Ria is a fourth-year PhD student, researching at the University of Michigan, Ann Arbor in the School of Information. His research focuses on community-based, participatory design practices to forefront multi-marginalized experiences in socio-technical contexts. They use embodiment as a key framework to challenge harmful techno-hegomonies and systems in technology.
Hana is a second-year PhD student in the School of Information at the University of Michigan, Ann Arbor. Using participatory design methods centered around queer experiences of intimate partner violence, she investigates technology's role in both help-seeking behavior and the perpetration of abuse.
Soyoun Jang is a PhD candidate in Digital Media at the Georgia Institute of Technology. Her research expands historical approaches to speculative design through methods drawing on media studies and media archaeology, foregrounding continuities, forgotten trajectories, and alternative pasts/presents to inform sustainable and inclusive design futures.
MinYoung Yoo is a PhD candidate in the Homeware Lab at Simon Fraser University. Min’s research investigates blind people’s reminiscence experiences, engaging with participants in a 7-year participatory design process. Min is also interested in practicing a more reciprocal co-design process and sharing research outcomes beyond written publications and academic boundaries through Alternative Research Outcomes (AROs).

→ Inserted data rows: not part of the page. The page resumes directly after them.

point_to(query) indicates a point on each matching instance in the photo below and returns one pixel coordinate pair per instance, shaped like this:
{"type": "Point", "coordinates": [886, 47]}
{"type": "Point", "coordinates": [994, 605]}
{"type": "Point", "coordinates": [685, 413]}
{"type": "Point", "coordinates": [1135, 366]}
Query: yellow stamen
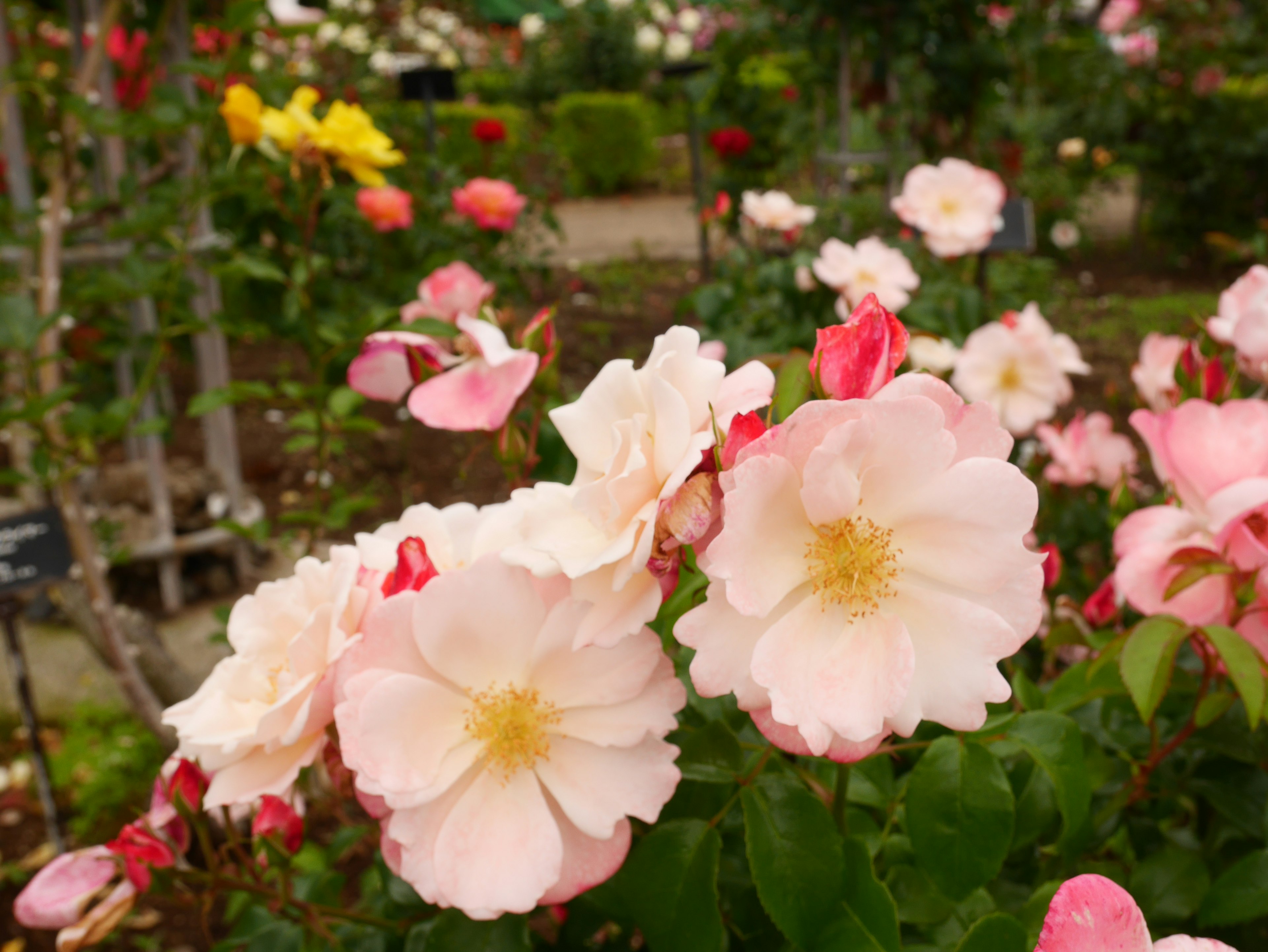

Angela D. R. Smith is an Assistant Professor at the University of Texas at Austin School of Information. Her research in Human-Computer Interaction examines how critical and intersectional frameworks can inform participatory, assets-based technology design with historically marginalized communities, centering questions of power, empowerment, ethics, and social justice.
Sam is a PhD student in the Homeware Lab at Simon Fraser University. He is a design researcher, interested in how speculative methods can support the development of critical data literacies.
Alesandra is a PhD student in Human-Centered Computing at the Georgia Institute of Technology. She partners with local organizations to investigate the intersection between technology, mutual aid, and activism in Latine communities and activist organizations in Atlanta.
Jay D. Bolter is the author of several books in media studies, including Remediation (1999), with Richard Grusin and RealityMedia with Maria Engberg and Blair MacIntyre (2021). Bolter is also the Director of the Augmented Environments Lab and works with colleagues and students on the design of augmented and mixed reality experiences for cultural heritage, informal education, and expression and entertainment.
Gabriela Marcu is an associate professor at the University of Michigan School of Information. Her research focuses on improving the role of technology in fostering social connection and community, especially among marginalized populations. She has used participatory design for promoting behavioral and mental health.
Kentaro Toyama is W. K. Kellogg Professor of Community Information at the University of Michigan School of Information and author of Geek Heresy: Rescuing Social Change from the Cult of Technology. His research focuses on digital technology and its relationship to community development, research he could not do without the participation of partner communities.